本研究提出一套災後橋梁優選排序模式，藉由橋梁結構易受損性及橋梁重要性等
參數，評估橋梁於災後進行特別檢測及修復之優先順序。本研究經由文獻回顧及專家
訪談得到優選排序所需之資訊，包含定義決策目標及必要之參數，再透過層級分析法
(Analytic Hierarchy Process, AHP)取得各參數之權重，以建立優選排序之模式。

本研究之優選排序模式可應用於不同種類之天然災害及造成交通設施驟然損壞之
情況，在需要迅速做出維護決策之狀態下，透過輸入安全性方面的關鍵參數、維修成
本效益及橋址環境，即可提供決策者簡單的系統化評估模式。本研究之成果可供公路
管理關用於路網層級之橋梁優選排序，並可應用於橋梁管理系統中。

Management of existing bridge infrastructure has become a major social and economic concern in Taiwan. This is due to the critical conditions of bridges driven by post-disaster deterioration and the controlled funds available to timely repair their deficiencies. However, reliable assessment of a bridge’s structural health is important to predict the progress of deterioration, to provide the required inputs for making cost-effective MR&R decisions; and to ensure that safety, serviceability, and functionality of a bridge can be sustained over its designed service life. In this regard, a model for prioritizing damage inspection of bridges for MR&R activities after natural disasters is necessary.

This thesis presents the development of a model, which proposes a method to facilitate post-disaster prioritization of bridges by virtue of their structural vulnerability and strategic importance to implement inspection and rehabilitation operations. To achieve this objective, this research combined literature and feedback from industry professionals through interviews as primary sources of data. The proposed model adapts an Analytic Hierarchy Process (AHP) technique. The research findings have identified decision objectives and parameters essential to rank bridge rehabilitation projects, and these are included within a framework to prioritize bridges while incorporating experts’ input in the process.

The developed model is a flexible framework, which is applicable to a variety of disaster events and other conditions causing abrupt damages to transport infrastructure where decisions on maintenance strategies must be made promptly.
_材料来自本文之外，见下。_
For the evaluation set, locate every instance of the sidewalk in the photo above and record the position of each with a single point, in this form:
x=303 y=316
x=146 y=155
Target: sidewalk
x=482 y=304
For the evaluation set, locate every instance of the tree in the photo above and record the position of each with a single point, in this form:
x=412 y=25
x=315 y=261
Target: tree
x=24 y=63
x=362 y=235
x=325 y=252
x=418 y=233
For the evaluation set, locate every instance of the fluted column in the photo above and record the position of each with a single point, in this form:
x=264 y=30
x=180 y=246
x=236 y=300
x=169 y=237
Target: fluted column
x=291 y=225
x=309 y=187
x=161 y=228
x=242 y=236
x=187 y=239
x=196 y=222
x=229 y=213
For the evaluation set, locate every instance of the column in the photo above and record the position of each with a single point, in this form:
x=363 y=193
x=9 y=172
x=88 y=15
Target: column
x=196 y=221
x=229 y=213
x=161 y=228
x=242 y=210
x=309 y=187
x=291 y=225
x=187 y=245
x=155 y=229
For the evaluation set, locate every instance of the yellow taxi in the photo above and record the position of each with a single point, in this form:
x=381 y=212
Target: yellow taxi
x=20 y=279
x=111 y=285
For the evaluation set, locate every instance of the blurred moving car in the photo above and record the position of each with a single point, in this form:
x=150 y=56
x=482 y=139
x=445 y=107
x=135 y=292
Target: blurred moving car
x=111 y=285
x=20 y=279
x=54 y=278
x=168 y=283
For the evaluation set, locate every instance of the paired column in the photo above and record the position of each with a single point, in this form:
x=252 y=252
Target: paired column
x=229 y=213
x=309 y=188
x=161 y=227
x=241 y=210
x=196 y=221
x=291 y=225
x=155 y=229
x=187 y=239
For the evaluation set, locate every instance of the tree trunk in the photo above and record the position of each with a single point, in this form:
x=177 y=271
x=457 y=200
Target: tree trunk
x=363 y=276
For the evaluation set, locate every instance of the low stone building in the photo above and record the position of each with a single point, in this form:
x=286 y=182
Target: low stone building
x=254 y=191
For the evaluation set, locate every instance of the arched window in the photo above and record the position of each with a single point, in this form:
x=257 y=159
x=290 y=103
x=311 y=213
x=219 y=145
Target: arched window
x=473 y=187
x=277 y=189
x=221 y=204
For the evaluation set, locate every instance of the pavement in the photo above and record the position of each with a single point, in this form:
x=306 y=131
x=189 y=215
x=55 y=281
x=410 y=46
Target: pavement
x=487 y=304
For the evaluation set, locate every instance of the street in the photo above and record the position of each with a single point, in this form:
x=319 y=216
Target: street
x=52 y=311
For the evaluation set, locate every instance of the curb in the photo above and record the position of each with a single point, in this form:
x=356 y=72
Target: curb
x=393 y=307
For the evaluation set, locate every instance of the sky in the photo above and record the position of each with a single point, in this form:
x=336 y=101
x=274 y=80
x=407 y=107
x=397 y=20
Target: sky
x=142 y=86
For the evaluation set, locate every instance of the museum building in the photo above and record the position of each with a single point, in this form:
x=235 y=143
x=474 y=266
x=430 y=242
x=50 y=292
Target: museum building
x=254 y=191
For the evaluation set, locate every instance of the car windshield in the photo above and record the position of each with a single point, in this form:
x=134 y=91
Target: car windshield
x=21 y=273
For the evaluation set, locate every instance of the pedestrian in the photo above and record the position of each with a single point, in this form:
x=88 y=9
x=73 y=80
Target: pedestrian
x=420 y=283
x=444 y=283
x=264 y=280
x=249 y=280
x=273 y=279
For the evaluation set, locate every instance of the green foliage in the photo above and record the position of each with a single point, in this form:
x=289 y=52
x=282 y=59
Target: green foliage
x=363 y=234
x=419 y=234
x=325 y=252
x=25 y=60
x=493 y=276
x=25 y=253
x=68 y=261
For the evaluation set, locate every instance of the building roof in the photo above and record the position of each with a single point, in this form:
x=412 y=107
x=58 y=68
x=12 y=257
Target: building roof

Specifically, it provides the decision-maker with a simplified and systematic approach to assess bridges by addressing the critical parameters of safety and cost-benefit in prioritizing funds and work allocation. The proposed model can be used by departments of transportation to rank bridges in a network, and it can be integrated within an existing bridge management system.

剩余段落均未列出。